If considering using a cloud server for offline deployment of DataFlux Func, please ensure it is deployed with the currently used TrueWatch SaaS in the same provider and region

Configure Inspection

Create a new script set in your self-built DataFlux Func to enable disk usage inspection configuration

Python
 1
 2
 3
 4
 5
 6
 7
 8
 9
10
11
12
13
14
15
16
17
18
19
20
21
22
23
24
25
26
27
28
29
30
31
32
33
34
35
36
37
38
39
40
41
42
43
from guance_monitor__register import self_hosted_monitor
from guance_monitor__runner import Runner
import guance_monitor_disk_usage__main as disk_usage_check

# Account Configuration
API_KEY_ID  = 'wsak_xxxxx'
API_KEY     = 'wsak_xxxxx'

# The function filters parameter acts as a filter and has priority over configurations in studio monitoring\intelligent inspection. If the function filters parameter is configured, then there's no need to change detection settings in studio monitoring\intelligent inspection. If both are configured, the script's filters parameter takes precedence.

def filter_host(host):
    '''
    Filter hosts, define conditions for hosts that meet requirements, return True for matches, False for non-matches
    return True|False
    '''
    if host == "iZuf609uyxtf9dvivdpmi6Z":
        return True

'''
Task configuration parameters should use:
@DFF.API('Self-built Disk Usage Inspection', fixed_crontab='0 */6 * * *', timeout=900)

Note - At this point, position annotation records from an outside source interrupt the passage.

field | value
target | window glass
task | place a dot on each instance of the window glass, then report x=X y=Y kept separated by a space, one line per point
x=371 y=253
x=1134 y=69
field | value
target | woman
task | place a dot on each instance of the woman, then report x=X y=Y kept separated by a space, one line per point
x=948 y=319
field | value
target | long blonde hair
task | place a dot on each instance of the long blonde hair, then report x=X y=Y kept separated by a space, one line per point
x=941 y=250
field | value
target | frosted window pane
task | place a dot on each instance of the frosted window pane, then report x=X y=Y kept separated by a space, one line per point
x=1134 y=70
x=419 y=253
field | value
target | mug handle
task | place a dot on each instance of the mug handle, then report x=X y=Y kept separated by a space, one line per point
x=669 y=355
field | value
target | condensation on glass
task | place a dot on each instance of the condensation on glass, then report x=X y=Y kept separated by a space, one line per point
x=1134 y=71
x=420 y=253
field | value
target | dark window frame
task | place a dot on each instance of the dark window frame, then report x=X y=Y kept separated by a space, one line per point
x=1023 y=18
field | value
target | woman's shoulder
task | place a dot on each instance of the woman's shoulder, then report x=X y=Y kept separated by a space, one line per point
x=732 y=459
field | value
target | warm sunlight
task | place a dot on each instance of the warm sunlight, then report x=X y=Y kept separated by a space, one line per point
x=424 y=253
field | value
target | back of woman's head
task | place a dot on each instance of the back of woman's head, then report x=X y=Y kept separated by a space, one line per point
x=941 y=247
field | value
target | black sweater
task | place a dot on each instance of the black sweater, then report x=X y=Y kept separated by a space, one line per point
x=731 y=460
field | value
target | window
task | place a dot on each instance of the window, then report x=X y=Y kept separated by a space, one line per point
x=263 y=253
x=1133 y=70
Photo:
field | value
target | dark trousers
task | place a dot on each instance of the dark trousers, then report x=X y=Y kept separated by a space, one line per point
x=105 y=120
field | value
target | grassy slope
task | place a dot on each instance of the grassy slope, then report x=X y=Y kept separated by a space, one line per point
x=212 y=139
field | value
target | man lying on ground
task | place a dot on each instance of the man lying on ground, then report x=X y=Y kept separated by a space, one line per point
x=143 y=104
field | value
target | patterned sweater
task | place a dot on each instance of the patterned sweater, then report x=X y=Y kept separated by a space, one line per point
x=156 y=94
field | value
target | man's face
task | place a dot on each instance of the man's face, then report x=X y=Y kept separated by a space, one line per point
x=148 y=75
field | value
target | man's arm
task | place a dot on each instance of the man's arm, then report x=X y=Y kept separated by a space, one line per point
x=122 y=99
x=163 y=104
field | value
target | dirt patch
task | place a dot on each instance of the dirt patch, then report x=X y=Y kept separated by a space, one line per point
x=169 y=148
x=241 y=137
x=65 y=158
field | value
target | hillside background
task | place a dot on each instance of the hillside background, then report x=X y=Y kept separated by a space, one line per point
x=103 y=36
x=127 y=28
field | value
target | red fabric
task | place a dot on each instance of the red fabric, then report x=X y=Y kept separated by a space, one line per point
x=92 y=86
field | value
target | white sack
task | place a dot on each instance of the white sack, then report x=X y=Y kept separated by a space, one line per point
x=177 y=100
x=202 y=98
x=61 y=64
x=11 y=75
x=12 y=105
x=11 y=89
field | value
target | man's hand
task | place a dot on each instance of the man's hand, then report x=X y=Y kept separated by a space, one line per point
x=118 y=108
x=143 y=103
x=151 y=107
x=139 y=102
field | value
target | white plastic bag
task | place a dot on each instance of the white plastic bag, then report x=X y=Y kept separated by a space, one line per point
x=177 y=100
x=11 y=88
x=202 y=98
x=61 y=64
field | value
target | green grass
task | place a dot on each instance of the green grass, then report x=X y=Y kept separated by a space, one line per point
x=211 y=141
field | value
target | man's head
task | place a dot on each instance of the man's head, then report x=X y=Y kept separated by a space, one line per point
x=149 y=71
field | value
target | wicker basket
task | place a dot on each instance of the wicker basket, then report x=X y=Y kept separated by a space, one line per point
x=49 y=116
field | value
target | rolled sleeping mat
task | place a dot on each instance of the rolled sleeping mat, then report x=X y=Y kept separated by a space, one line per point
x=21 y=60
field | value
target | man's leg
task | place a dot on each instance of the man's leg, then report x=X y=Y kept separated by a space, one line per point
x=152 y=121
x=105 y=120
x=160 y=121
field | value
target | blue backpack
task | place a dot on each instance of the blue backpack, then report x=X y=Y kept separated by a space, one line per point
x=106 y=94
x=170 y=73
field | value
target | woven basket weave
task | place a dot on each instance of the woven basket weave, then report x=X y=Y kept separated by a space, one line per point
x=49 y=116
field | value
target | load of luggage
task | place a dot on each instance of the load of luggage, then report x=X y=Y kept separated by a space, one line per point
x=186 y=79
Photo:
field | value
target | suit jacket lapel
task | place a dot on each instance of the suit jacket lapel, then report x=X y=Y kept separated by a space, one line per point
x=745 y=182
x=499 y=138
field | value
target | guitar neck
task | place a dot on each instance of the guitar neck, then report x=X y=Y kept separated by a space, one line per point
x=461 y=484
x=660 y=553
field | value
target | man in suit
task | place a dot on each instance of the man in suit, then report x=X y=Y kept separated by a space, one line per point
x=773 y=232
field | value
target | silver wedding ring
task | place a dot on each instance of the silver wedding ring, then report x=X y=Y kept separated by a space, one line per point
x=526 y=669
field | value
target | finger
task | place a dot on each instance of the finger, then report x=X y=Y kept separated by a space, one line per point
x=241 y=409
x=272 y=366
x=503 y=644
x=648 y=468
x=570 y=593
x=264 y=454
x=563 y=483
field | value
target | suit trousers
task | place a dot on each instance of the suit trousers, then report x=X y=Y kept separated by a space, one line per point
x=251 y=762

fixed_crontab: Fixed execution frequency «every 6 hours»
timeout: Task execution timeout duration, controlled within 15 minutes
'''

@self_hosted_monitor(API_KEY_ID, API_KEY)
@DFF.API('Disk Usage Inspection', fixed_crontab='0 */6 * * *', timeout=900)
def run(configs={}):
    '''
    Parameters:
    configs : List of hosts to be inspected (optional, defaults to inspecting all hosts under the current workspace if not configured)

    Example:
        configs = {
            "hosts": ["localhost"]
        }
    '''
    checkers = [
        disk_usage_check.DiskUsageCheck(configs=configs, filters=[filter_host]), # This is just an example
    ]

    Runner(checkers, debug=False).run()

Start Inspection

After configuring the inspection in DataFlux Func, you can test it by selecting the run() method directly from the page. After publishing, you can view and configure it in DataFlux Func "Manage/Scheduled Tasks".

View Events

This inspection will scan the disk usage information of the last 14 days. Once it detects that the usage will exceed the warning threshold within the next 48 hours, the intelligent inspection will generate corresponding events. These events can be viewed in the "Event Center."

Event Details

  • Event Overview: Describes the object and content of the abnormal inspection event.
  • Anomaly Details: You can view the past 14 days' usage rate of the current abnormal disk.
  • Anomaly Analysis: Displays information about the abnormal host, disk, and mount point to help analyze specific problems.

Common Issues

1. How to configure the detection frequency of the disk usage inspection

  • In your self-built DataFlux Func, when writing the self-built inspection processing function, add fixed_crontab='0 */6 * * *', timeout=900 in the decorator, then configure it in "Manage/Scheduled Tasks (Old version: Automatic Trigger Configuration)."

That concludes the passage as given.